De exploitant van de helikopterluchthaven is Alblasserdam Yachtbuilding B.V.

Artikel 3

Deze luchthavenregeling is van toepassing op de helikopterluchthaven (bestaande uit twee helikopterplatforms) aan de Marineweg 1 en de Marineweg 5 te Alblasserdam, gemeente Alblasserdam, geografische posities 51˚51’35.80”N en 004˚39’22.58”E (platform A) en 51˚51’29.62”N en 004˚39’27.97”E (platform B) zoals aangegeven op de bij deze luchthavenregeling behorende kaart (bijlage 1).

Artikel 4

  • 1.

    Van de helikopterluchthaven, als genoemd in artikel 3, mag uitsluitend gebruik worden gemaakt door de exploitant, zoals genoemd in artikel 2 van deze luchthavenregeling en de gebruiker zoals genoemd in artikel 1 onder e van deze luchthavenregeling.

  • 2.

    De helikopterluchthaven mag enkel worden gebruikt voor aan de exploitant verbonden vluchten, inclusief hulpdiensten.

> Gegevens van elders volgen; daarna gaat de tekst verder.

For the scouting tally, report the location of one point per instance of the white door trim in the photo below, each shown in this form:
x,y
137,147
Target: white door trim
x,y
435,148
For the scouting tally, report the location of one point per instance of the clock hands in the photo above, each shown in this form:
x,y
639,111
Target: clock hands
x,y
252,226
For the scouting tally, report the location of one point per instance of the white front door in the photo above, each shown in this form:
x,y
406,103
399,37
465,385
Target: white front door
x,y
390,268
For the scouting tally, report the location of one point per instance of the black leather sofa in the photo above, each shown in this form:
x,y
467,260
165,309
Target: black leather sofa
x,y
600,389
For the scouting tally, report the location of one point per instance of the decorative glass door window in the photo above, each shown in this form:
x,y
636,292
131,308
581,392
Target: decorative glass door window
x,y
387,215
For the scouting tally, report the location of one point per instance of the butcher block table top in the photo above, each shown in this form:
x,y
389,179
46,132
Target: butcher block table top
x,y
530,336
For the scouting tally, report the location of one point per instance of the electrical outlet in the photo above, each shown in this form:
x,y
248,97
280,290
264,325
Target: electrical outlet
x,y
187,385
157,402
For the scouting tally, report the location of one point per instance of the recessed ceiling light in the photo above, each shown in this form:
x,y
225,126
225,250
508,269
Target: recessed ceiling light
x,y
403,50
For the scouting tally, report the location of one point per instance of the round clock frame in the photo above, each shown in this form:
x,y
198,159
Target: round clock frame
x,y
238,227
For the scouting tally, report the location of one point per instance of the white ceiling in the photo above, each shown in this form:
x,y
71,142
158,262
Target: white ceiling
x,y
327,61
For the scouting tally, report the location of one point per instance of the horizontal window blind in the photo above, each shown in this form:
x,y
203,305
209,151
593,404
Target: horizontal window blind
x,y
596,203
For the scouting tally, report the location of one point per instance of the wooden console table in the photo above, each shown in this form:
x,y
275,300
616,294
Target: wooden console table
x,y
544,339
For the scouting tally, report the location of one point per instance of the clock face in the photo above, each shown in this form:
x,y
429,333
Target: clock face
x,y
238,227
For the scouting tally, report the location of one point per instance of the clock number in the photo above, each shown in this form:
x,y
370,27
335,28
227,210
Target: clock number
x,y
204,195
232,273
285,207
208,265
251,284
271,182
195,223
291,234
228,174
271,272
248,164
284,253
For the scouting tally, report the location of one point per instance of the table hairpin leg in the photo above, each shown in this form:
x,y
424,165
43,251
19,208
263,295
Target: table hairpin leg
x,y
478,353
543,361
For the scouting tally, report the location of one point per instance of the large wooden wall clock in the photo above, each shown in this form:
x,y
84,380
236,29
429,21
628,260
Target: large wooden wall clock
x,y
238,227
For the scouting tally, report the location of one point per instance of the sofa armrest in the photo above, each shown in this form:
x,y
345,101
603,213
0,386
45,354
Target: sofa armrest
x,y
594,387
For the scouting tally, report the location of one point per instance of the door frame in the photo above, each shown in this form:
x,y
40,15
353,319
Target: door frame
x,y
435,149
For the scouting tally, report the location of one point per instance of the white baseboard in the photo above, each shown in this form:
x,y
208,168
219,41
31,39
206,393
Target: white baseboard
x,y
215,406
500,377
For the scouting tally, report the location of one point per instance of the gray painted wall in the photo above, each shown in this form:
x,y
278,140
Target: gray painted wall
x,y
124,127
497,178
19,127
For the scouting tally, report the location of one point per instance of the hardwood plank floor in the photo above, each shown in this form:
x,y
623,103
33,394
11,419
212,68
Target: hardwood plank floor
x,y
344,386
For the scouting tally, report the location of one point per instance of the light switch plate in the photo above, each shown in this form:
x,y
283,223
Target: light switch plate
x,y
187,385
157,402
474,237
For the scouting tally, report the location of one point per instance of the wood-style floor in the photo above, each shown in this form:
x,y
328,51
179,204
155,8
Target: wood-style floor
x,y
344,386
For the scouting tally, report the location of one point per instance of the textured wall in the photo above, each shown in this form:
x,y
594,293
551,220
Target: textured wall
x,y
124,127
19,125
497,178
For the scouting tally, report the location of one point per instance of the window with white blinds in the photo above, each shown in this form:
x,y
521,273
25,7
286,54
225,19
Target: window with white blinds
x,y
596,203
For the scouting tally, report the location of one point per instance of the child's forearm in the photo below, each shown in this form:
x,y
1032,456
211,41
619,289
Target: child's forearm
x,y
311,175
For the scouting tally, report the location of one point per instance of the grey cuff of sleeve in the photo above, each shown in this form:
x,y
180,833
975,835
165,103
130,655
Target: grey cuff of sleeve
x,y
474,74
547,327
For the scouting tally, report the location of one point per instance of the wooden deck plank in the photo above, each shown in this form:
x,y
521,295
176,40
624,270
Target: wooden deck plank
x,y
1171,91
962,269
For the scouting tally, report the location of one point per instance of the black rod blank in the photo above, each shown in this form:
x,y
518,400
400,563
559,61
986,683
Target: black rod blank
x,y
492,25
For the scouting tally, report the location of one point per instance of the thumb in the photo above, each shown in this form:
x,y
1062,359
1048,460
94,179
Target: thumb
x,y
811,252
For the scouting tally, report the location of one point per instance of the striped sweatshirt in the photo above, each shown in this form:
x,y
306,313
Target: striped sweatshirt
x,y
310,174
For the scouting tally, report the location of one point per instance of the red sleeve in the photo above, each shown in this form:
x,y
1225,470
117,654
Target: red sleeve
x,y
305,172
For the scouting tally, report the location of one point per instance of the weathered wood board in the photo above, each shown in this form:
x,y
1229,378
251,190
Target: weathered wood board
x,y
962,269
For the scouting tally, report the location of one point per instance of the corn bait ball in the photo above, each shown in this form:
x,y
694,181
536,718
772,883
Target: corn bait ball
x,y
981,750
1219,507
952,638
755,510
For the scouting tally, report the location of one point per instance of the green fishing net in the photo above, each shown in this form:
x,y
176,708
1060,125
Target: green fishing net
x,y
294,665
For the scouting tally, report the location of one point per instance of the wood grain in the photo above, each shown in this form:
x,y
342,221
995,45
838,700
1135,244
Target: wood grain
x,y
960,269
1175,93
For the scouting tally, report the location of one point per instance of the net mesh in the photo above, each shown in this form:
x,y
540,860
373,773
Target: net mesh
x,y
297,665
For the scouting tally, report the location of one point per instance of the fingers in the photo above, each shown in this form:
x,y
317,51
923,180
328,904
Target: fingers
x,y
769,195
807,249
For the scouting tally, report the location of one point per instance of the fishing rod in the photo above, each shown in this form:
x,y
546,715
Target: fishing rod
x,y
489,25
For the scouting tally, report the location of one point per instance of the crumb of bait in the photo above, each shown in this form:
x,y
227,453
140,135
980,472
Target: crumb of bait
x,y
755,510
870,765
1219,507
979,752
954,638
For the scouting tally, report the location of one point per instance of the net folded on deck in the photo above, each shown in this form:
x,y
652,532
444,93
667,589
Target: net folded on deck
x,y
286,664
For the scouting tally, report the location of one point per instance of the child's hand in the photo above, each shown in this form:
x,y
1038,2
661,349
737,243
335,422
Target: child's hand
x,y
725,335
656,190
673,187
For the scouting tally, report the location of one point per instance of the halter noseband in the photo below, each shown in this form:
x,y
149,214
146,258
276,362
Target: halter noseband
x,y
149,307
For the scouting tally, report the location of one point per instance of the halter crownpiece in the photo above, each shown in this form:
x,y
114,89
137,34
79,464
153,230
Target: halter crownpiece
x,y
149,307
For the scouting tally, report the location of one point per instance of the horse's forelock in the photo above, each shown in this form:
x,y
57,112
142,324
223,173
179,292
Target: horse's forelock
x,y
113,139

2. Regels voor het luchhavenluchtverkeer

Artikel 5

  • 1.

    De helikopterluchthaven mag uitsluitend worden gebruikt door helikopters genoemd in de appendix categorieën 010, 011, 015 en 016.

  • 2.

    Vluchten van/naar de helikopterluchthaven mogen uitsluitend worden uitgevoerd gedurende de uniforme daglichtperiode, maar niet voor 7:00 uur en niet na 23:00 uur.

  • 3.

    Op helikopterplatform A geschiedt het invliegen in de richtingen 020° en 215°. Op helikopterplatform A geschiedt het uitvliegen in de richtingen 035° en 200°.

  • 4.

    Op helikopterplatform B geschiedt het invliegen in de richtingen 080° en 260°. Op helikopterplatform B geschiedt het uitvliegen in de richtingen 080° en 260°.

  • 5.

    Op de vluchten die conform de leden 1 tot en met 4 worden uitgevoerd, zijn eveneens de relevantebepalingen uit de wet- en regelgeving van toepassing.

Artikel 6

  • 1.

    Het gebruik van de luchthaven is beperkt tot maximaal 24 starts en 24 landingen per gebruiksjaar.

  • 2.

    Op helikopterplatform A mogen maximaal 12 starts en 12 landingen per gebruiksjaar worden uitgevoerd.

  • 3.

    Op helikopterplatform B mogen maximaal 12 starts en 12 landingen per gebruiksjaar worden uitgevoerd.

3. Rapportageverplichting

Artikel 7

Het gebruiksjaar betreft de periode van 1 januari tot en met 31 december.

Artikel 8

  • 1.

    Binnen vier weken na het einde van elk van de drie trimesters dient de in artikel 2 genoemde exploitant een rapportage te overleggen over het gebruik van de helikopterluchthaven gedurende het betreffende trimester.

  • 2.

    Tevens dient binnen vier weken na het einde van een gebruiksjaar de in artikel 2 genoemde exploitant een rapportage te overleggen over het gebruik van de helikopterluchthaven gedurende het gebruiksjaar.

  • 3.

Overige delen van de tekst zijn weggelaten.